Olivier, Lionel «Le crime était signé» (11.2015)

Olivier, Lionel «Le crime était signé» (11.2015)

Auteur : Auteur français.  Lionel Olivier est commandant fonctionnel de police à la retraite.
Il a choisi en 1974 d’être inspecteur de police (officier aujourd’hui). De 1975 à 1989, il a été en poste à Dieppe (Seine-Maritime) comme chef d’unité de police de Sécurité publique.
Puis nommé en 1990 à Auxerre (Yonne) où il a occupé différentes responsabilités, au grade de commandant, avant de prendre sa retraite.

Prix Quai des orfèvres 2016

Résumé : À peine seize ans, cette gamine retrouvée nue, étranglée près du cimetière… Et ces pervers qui s’exhibent entre les tombes… Et ce fumier qui croit séquestrer l’innocence qu’il a perdue…

Morte d’avoir trop ou mal aimé ? Des halls de banlieue, zones de non-droit, à la propriété somptueuse d’aristocrates au-dessus des lois, la Crim’ est malmenée, impuissante à répondre au drame des parents ! Alors que l’ADN reste muet, un témoin signe une vérité singulièrement humaine…
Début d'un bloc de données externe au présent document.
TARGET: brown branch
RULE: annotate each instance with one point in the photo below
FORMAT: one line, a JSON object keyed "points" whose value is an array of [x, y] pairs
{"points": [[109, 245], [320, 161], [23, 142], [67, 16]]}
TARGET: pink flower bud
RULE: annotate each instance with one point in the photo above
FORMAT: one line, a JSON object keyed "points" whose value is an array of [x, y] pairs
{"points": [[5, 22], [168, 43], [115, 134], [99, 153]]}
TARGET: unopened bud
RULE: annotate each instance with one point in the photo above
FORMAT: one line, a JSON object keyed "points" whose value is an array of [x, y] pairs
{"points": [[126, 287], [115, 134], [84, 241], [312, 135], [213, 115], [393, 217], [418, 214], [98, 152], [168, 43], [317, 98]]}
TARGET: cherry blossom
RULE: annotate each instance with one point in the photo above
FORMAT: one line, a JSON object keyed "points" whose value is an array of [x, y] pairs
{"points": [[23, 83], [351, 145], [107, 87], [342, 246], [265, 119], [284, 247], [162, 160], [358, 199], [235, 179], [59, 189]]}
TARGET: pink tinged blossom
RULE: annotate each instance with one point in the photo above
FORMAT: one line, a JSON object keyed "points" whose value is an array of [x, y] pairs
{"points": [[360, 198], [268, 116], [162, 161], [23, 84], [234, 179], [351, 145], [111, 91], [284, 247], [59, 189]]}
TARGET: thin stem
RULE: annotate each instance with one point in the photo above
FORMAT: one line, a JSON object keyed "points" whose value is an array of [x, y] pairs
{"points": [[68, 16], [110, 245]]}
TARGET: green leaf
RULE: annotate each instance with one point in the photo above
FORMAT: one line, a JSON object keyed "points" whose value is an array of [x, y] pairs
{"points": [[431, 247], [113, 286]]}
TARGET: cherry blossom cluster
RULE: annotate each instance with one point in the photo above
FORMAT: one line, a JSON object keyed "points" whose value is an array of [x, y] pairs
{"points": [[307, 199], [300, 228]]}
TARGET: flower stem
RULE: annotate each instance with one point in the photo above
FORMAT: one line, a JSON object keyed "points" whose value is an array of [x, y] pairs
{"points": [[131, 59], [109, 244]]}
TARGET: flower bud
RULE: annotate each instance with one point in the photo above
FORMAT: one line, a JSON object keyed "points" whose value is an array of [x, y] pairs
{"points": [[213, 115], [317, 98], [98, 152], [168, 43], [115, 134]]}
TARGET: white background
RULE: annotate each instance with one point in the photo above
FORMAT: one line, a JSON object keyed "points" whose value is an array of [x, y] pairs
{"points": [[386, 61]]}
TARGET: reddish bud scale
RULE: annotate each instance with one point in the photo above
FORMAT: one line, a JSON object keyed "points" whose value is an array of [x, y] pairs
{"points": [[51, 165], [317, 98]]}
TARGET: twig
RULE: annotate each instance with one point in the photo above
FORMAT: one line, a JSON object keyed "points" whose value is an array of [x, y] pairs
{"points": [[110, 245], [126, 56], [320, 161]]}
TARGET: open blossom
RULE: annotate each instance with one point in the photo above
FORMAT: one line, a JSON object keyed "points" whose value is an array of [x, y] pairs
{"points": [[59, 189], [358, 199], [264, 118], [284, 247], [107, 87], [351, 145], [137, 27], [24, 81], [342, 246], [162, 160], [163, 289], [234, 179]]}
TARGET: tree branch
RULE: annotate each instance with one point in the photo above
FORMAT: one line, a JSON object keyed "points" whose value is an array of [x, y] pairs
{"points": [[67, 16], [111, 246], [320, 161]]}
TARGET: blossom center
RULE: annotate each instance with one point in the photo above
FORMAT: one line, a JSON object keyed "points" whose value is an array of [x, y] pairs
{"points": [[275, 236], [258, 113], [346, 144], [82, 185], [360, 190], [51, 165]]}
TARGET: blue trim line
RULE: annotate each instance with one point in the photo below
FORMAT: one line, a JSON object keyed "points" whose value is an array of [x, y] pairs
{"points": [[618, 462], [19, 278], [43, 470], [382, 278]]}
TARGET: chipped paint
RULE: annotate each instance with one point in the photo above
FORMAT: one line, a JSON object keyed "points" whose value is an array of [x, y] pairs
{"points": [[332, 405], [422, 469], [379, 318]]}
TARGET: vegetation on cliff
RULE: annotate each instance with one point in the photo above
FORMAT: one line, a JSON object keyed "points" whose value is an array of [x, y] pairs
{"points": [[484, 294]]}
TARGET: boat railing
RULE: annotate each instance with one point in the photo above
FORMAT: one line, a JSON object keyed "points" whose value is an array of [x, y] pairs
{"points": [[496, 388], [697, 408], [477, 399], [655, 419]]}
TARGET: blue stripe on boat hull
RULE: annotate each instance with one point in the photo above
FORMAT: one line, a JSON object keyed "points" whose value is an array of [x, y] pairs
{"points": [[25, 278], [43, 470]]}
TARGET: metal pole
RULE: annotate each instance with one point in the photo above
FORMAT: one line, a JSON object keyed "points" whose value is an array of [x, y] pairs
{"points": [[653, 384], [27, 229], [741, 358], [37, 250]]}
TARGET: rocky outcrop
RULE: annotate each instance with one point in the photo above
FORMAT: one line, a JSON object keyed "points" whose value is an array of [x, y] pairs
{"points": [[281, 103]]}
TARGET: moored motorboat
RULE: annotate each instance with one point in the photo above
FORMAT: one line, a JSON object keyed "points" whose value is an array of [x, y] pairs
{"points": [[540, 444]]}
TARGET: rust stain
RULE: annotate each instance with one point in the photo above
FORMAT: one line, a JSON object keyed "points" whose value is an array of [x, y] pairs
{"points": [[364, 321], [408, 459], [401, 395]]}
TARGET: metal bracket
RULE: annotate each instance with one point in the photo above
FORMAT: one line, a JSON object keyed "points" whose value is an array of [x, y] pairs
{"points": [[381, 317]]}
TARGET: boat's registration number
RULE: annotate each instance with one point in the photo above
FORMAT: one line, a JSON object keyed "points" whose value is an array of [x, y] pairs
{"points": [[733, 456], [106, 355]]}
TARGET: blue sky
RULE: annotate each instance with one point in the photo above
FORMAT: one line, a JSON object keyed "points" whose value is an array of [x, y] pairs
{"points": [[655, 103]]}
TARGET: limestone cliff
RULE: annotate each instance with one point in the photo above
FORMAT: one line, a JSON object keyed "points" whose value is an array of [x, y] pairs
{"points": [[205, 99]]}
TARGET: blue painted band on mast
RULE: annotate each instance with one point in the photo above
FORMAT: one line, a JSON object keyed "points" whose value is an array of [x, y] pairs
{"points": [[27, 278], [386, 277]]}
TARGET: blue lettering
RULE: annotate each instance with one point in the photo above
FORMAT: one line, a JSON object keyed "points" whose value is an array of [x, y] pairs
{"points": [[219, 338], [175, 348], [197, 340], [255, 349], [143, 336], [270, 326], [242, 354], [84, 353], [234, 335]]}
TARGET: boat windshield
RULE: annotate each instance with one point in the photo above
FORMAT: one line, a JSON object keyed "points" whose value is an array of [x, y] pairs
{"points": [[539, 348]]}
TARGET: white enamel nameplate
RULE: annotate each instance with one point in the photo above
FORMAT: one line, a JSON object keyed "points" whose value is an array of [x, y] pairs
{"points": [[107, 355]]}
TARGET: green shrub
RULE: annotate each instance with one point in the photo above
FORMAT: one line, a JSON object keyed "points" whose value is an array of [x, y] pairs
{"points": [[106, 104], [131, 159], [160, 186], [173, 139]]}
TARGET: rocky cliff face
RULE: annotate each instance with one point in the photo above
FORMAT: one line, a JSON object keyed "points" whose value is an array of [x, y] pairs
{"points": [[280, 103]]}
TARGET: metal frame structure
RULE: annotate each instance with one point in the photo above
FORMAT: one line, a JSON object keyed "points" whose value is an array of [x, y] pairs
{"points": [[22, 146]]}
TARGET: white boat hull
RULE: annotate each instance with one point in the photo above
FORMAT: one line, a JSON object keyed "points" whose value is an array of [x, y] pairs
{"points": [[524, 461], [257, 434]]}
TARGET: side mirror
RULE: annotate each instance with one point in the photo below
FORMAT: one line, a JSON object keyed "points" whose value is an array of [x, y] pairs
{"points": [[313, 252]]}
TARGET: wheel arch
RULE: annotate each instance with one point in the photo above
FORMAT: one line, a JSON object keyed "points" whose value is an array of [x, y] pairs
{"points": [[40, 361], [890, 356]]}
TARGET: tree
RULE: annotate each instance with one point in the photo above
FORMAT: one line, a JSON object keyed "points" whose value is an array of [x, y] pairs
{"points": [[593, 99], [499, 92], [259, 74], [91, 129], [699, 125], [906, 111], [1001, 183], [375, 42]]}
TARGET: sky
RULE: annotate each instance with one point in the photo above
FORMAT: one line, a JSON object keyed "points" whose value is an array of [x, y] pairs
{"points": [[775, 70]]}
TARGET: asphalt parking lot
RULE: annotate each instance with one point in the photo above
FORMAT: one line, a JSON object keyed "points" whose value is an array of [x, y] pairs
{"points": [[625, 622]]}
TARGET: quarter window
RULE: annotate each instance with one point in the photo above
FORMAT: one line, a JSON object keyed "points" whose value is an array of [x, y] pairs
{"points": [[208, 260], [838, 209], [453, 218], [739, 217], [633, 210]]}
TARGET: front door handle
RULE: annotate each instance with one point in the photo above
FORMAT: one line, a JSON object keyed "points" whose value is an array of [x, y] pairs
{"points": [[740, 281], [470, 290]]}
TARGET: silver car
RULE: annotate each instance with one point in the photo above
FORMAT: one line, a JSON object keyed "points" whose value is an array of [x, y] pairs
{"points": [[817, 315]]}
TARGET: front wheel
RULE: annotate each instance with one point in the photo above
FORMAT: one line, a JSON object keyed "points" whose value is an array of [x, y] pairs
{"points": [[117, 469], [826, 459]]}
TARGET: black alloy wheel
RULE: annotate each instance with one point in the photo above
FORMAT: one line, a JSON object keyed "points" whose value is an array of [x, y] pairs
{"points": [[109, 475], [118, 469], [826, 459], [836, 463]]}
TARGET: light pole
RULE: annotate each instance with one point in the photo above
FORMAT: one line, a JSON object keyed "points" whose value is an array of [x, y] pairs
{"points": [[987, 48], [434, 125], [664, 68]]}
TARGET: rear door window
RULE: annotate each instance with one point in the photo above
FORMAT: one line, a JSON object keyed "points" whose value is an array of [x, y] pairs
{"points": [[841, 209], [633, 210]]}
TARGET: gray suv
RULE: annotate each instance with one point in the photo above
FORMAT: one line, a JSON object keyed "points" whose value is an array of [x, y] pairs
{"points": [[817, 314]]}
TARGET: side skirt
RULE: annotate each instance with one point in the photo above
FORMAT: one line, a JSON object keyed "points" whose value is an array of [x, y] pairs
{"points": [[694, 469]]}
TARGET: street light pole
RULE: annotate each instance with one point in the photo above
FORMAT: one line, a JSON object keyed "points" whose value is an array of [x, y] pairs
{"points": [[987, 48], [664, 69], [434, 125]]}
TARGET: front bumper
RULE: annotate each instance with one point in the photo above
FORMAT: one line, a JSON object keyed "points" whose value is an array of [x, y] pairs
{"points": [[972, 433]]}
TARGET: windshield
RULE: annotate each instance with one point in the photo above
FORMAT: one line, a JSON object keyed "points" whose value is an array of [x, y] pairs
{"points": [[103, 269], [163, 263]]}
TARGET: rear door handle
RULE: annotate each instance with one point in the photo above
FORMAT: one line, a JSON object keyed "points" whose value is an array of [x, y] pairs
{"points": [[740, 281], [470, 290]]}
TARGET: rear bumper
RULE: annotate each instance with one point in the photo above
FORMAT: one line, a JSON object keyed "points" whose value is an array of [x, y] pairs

Auteur de plusieurs romans policiers, Lionel Olivier excelle à révéler les coulisses d’une enquête, à mettre en scène avec émotion les doutes des policiers comme l’énergie recouvrée du « 36 ».

Mon avis : Bon mais à Prix des orfèvres ???? Ben non ! J’ai bien aimé les personnages, le rythme, l’impression d’être dans les anciennes ambiances, avec des Gabin, Belmondo… des « carrures » et des personnalités de flics. Mais comme une impression de déjà vu…. Un retour en arrière dans les films d’il y a 30 ans…Dans nos bonnes vieilles pantoufles … Ce qui est sympa c’est que l’auteur, ancien flic, rend bien l’ambiance et les rapports entre police et justice… Documenté et réaliste, vraisemblable mais … il manque le petit plus … Coté dénouement… surprenant certes mais un peu impression de je ne sais pas comment m’en sortir alors je sors cela de mon chapeau….

Extraits :

Entrez sans frapper, nous ferons le reste ! était punaisé à la porte de son bureau, comme une devise. Chacun pouvait l’interpréter à sa façon !

Acceptant ses coups de gueule. Supportant. Se taisant.

Les mots du silence. Ceux qui écrasent. Ceux qui oppressent. Ceux qui rassurent aussi.

Nous étions placés derrière un groupe de sourds-muets, pardon, de sourds et malentendants. Je n’ai pratiquement rien vu de toute la rencontre car ils commentaient chaque action, dressés sur leurs sièges et adressant à la cantonade des signes incompréhensibles pour moi. Le spectacle était moins sur le terrain que dans les tribunes. Quelle tchatche ! Un ballet abstrait dans l’espace. Une chorégraphie fluide. Un entrelacs de gestes, fait d’allers et retours, de mouvements en écho en une incroyable communion.

« Vivre ses rêves, ses fantasmes, oser l’interdit, transgresser, abaisser les barrières ». « Vivre sa folie, ne serait-ce qu’une seule fois dans sa vie »

Une succession de mouvements légers, une harmonie de lignes sinueuses à la façon du balancement des joncs le long de berges. Une poésie de mots par le truchement de formes aériennes.

Le seul langage des signes qu’elle maîtrisait n’était qu’un majeur indélicat dressé à l’endroit d’automobilistes qui usaient du klaxon de manière incongrue. Un langage trop universel et reconnu de tous.

Une figure ridée comme une pomme reinette abandonnée sur l’arbre, un peu de rouge aux joues, des cheveux gris bien peignés.

 

– Ce ne sont pas les locaux qui ont fait notre force, notre renommée, c’est notre capacité à nous serrer les coudes, à faire face à l’adversité. À rebondir. À gagner. Simenon ne s’était pas trompé en privilégiant chez le grand policier les valeurs humaines.